Выбили дробь копыта на безлюдной степной дороге, затарахтели колеса, а мать еще долго шла следом — наискось по бугру, потом как-то сразу сникла, осела в дорожную пыль, и, пока не скрылся с глаз тот бугор, видел Сергей на нем серую неподвижную точку…
Солнце входило в зенит. Орудия почти не давали тени. От их раскаленных платформ, от чехлов терпко и душно тянуло керосином и пушечным салом.

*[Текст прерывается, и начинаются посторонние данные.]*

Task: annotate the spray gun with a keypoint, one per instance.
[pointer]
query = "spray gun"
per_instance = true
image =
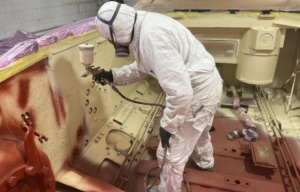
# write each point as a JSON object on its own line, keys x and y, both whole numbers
{"x": 86, "y": 54}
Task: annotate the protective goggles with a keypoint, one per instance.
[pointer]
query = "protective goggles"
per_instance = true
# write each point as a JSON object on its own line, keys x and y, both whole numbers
{"x": 121, "y": 51}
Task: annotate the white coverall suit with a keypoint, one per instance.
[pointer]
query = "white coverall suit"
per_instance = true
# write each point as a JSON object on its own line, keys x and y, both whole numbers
{"x": 166, "y": 50}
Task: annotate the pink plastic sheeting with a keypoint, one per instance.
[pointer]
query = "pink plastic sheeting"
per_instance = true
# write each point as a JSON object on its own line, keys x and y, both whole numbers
{"x": 61, "y": 35}
{"x": 14, "y": 39}
{"x": 250, "y": 5}
{"x": 46, "y": 40}
{"x": 12, "y": 51}
{"x": 19, "y": 51}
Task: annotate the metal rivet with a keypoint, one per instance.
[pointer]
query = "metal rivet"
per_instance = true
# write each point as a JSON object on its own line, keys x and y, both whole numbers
{"x": 79, "y": 132}
{"x": 87, "y": 102}
{"x": 75, "y": 153}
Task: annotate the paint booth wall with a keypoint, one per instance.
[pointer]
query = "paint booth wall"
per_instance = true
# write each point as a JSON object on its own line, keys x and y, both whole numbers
{"x": 42, "y": 15}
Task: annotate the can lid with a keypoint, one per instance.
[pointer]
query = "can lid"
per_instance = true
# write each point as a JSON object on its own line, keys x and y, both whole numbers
{"x": 86, "y": 46}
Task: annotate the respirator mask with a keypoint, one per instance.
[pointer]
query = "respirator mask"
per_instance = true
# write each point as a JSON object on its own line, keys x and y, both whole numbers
{"x": 121, "y": 51}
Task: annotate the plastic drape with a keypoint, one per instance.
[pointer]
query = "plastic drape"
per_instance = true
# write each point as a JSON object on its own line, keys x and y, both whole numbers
{"x": 253, "y": 5}
{"x": 14, "y": 39}
{"x": 21, "y": 43}
{"x": 20, "y": 50}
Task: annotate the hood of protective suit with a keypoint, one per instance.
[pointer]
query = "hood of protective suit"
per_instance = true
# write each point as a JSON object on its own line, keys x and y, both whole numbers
{"x": 122, "y": 24}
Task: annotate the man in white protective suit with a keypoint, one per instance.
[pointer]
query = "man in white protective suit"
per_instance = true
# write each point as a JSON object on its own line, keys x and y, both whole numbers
{"x": 187, "y": 73}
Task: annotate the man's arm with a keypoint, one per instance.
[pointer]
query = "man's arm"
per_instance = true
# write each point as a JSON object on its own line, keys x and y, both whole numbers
{"x": 127, "y": 74}
{"x": 173, "y": 77}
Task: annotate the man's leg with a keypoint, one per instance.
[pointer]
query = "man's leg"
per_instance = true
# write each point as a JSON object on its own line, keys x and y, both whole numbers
{"x": 203, "y": 151}
{"x": 181, "y": 147}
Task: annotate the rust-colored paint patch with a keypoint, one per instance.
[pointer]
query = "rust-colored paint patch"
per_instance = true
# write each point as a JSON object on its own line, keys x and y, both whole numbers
{"x": 62, "y": 107}
{"x": 58, "y": 105}
{"x": 81, "y": 131}
{"x": 23, "y": 97}
{"x": 54, "y": 105}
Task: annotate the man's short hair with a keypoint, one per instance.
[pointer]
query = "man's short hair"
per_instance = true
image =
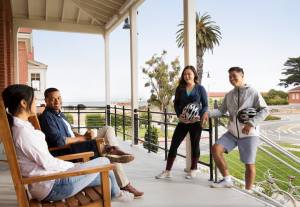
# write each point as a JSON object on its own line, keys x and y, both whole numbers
{"x": 49, "y": 90}
{"x": 236, "y": 69}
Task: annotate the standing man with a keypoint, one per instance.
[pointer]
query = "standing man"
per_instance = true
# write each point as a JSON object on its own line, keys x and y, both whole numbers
{"x": 58, "y": 133}
{"x": 246, "y": 108}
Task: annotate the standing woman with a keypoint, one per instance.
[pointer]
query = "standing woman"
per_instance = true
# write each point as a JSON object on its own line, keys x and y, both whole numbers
{"x": 188, "y": 95}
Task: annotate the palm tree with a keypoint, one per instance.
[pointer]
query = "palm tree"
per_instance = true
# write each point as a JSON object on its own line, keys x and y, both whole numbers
{"x": 207, "y": 36}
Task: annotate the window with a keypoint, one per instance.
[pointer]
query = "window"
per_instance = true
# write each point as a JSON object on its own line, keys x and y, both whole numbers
{"x": 35, "y": 81}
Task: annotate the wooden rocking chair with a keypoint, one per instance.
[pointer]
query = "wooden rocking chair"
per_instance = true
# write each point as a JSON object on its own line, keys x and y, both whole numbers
{"x": 89, "y": 197}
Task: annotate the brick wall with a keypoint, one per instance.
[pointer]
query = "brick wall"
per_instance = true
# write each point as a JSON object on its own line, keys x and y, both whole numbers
{"x": 6, "y": 45}
{"x": 23, "y": 66}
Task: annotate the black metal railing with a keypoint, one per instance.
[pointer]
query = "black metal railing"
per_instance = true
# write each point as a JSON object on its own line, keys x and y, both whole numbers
{"x": 120, "y": 118}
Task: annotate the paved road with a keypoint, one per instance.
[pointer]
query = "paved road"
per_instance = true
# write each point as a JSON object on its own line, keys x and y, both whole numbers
{"x": 285, "y": 130}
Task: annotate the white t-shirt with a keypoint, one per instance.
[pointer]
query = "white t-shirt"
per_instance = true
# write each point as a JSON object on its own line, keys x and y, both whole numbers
{"x": 34, "y": 157}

Бондаревич выбрался из капонира на самый гребень бруствера, раскрыл учебник. Все, что он читал сейчас, было изучено основательно, и все-таки… Все-таки перед глазами стоял капитан Жбанчик, начальник школы младших командиров, дергал плечом с перебитой ключицей и, заикаясь, кричал: «Еще один патриот, в косточки и в душеньку!.. А я — не патриот? Меня тоже на фронт не пускают, заставили командиров из вас, дураков, делать. И если не сделаю, меня можно к стенке. Понятно, Бондаревич? А тебя, если ты кончишь школу и станешь липовым командиром, тебя тоже надо расстрелять, будь у тебя даже вся грудь в орденах. Двое суток ему ареста, старшина, чтоб больше не отлынивал и не занимался демагогией. Двое строгого, в косточки и в душеньку! Немедленно! Шагом марш!» Где сейчас капитан Жбанчик — суровый и справедливый человек? Удалось ли ему попасть на фронт? Если нет — ладно, пусть готовит командиров, лучше его делать это мало кто сумеет.
Над головой Бондаревича один на все небо парил орел. Вот кому далеко видно! Да только что там смотреть? От Волги до Уральских гор выжженная степь без конца без края… Бродят по ней сонные отары овец, изредка проносятся, клубясь, мутные столбы смерчей. И на все четыре стороны по горизонту — волнистое слепящее марево. Кажется, все, что ограничено горизонтом, — островок в безбрежном океане. Бушует океан, со всех сторон подкатывая к островку ни на миг не утихающие волны; они постоянно долбят его закраины, но какая-то сила не дает им захлестнуть его, хоть раз напоить вдоволь.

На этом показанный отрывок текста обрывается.